Electrophysiological recordings from cultured glial cells (Figs. 2, 3 and 4) identified a wide variety of both voltage-and ligand-gated currents. It turned out that glial cells are capable of generating the same types of voltage-gated currents (including, e.g. sodium and calcium currents—Fig. 3) as neurones; main parameters of glial voltage-gated channels were very similar to those expressed in neurones [5, 6, 7, 13, 16, 39, 40, 54, 55, 80, 81, 82, 83, 84, 85, 86, 87, 88]. In 1984, intracellular microelectrode recordings from cultured astro- and oligodendroglia [18, 31, 37, 38] clearly demonstrated that glial cells can be depolarised by neurotransmitters such as glutamate, GABA and aspartate (Fig. 4); further patch clamp studies characterised functional glutamate and GABA receptors in macroglial cells [17, 81]. Within the next decade, a huge variety of neurotransmitter receptors were discovered in cultured glial cells (see [72, 85, 86, 87] for review) initiating the hypothesis of active role of glia in the information exchange in the nervous system.
Fig. 2

First patch-clamp recordings of single potassium channels from cultured glial cells (oligodendrocytes). a Preparation of isolated membrane patches. b Single channel recordings from outside-out patch isolated from cultured oligodendrocyte at different membrane potentials and different time resolution. Channel conductance was 90 pS. Reproduced with permission from [40] (a) and [39] (b)

Fig. 3

Calcium currents in glial cells. a Voltage-sensitive calcium current in type 2 astrocyte in vitro. Left Family of calcium currents evoked by voltage steps from a prepulse potential of −100 mV to test steps ranging from −60 to 0 mV. Right The I–V curve of calcium current measured in response to ramp stimulation from −100 to 100 mV over 500 ms. b Two types of Ca2+ currents recorded from cultured oligodendrocyte. The currents shown on the left were evoked by test depolarizations to different voltages (indicated near the traces) from the holding potential of −75 mV. On the right, the I–V curves for total (LVA+HVA) calcium current is presented.

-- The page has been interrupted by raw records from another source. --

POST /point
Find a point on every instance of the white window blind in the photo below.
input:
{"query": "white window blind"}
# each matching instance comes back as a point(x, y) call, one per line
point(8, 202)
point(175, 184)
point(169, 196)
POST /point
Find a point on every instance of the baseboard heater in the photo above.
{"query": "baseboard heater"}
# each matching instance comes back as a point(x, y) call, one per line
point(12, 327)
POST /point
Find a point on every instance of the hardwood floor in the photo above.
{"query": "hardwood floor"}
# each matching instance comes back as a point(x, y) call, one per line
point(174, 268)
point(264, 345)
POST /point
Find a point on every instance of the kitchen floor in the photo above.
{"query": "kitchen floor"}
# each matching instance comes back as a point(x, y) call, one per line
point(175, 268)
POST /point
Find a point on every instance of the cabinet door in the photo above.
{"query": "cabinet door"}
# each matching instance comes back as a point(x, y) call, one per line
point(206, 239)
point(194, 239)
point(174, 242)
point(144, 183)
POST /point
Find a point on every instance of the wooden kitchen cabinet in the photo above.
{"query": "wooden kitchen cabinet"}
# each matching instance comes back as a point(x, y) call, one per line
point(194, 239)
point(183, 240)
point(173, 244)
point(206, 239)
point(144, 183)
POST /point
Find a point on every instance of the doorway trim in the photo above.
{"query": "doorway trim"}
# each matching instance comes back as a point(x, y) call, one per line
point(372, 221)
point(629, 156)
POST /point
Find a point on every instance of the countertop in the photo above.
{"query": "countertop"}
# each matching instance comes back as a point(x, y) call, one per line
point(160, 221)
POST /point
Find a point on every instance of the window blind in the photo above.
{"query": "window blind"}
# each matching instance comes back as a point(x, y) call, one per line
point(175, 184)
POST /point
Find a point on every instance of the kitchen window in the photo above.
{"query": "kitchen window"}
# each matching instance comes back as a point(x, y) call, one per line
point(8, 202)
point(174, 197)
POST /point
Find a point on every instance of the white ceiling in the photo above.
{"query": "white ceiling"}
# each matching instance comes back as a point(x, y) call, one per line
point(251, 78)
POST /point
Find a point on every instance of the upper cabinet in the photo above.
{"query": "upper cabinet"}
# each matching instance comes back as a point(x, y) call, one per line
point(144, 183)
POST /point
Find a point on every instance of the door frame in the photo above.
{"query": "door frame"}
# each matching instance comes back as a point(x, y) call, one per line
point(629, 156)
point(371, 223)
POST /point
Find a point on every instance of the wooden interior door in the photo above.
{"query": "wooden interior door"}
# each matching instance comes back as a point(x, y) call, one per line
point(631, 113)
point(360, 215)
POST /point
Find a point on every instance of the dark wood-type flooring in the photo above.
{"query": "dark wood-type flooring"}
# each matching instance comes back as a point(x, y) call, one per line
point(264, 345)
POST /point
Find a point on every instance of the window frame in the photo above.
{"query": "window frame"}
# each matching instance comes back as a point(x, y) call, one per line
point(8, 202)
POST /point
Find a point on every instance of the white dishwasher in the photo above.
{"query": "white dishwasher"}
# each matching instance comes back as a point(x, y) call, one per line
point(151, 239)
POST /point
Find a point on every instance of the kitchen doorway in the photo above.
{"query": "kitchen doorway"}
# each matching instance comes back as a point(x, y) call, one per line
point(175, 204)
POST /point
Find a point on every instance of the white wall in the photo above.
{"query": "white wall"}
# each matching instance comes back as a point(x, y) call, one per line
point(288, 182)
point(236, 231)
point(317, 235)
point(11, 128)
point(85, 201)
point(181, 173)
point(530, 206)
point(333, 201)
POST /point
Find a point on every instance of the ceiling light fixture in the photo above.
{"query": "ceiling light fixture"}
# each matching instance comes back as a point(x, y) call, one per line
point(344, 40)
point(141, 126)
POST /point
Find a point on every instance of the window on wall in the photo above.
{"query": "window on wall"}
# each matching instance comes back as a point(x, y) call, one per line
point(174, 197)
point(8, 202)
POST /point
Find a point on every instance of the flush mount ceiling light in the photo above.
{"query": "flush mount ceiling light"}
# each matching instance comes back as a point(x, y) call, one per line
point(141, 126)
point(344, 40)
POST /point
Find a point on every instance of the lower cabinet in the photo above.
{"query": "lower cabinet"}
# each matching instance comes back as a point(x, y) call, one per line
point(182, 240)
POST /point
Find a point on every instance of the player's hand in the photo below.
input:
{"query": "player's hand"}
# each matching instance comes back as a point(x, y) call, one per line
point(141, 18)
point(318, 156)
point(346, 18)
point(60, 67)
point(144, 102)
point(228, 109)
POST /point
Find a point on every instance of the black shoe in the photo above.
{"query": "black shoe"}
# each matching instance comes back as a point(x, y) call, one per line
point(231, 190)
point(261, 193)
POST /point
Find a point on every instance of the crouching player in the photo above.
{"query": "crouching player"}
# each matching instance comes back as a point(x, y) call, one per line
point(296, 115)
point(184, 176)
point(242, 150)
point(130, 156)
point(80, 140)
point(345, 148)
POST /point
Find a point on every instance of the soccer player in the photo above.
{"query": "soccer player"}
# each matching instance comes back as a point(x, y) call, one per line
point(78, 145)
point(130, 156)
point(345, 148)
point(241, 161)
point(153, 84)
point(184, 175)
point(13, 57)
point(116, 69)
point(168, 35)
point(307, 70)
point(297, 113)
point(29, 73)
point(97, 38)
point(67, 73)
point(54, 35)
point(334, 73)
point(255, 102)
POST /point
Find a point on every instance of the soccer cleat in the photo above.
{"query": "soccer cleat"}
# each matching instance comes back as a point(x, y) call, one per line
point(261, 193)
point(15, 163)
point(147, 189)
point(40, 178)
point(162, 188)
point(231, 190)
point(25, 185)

Reproduced with permission from [5] (a) and [88] (b)

Fig. 4

Identification of functional neurotransmitter receptors in cultured astrocytes. a Microelectrode recordings from cultured astrocytes. The traces show effects of GABA, glutamate, aspartate and glycine all applied at a concentration of 1 mM. b Effects of excitatory amino acids on membrane potential of cultyred astrocytes. Amino acids were applied at a concentration of 10 mM. Membrane potentials of the cells, shown before addition of the amino acids, were a −85 mV; b −87 mV; c −78 mV; d −56 mV; e −70 mV; f −86 mV and g −64 mV. Reproduced with permission from [37] (a) and modified from [18] (b)

In parallel, the cytoplasmic calcium fluctuations were intensively studied in cultured glial cells loaded with fluorescent Ca2+ indicators. These studies have found that (1) stimulation of glia with neurotransmitters or hormones almost invariably resulted in generation of intracellular Ca2+ signals driven predominantly through the metabotropic route, which involved phospholipase C/InsP3-evoked Ca2+ release from the endoplasmic reticulum Ca2+ store [30, 46, 72, 85] and (2) that the Ca2+ signals triggered in one glial cell may travel though the syncytium formed within monolayers of cultured glial cells connected with gap junctions [21, 22, 23, 24, 34]. These findings led to formulation of hypothesis of special form of glial excitability, which is governed by Ca2+ release from the intracellular excitable media, represented by the membrane of the ER [86].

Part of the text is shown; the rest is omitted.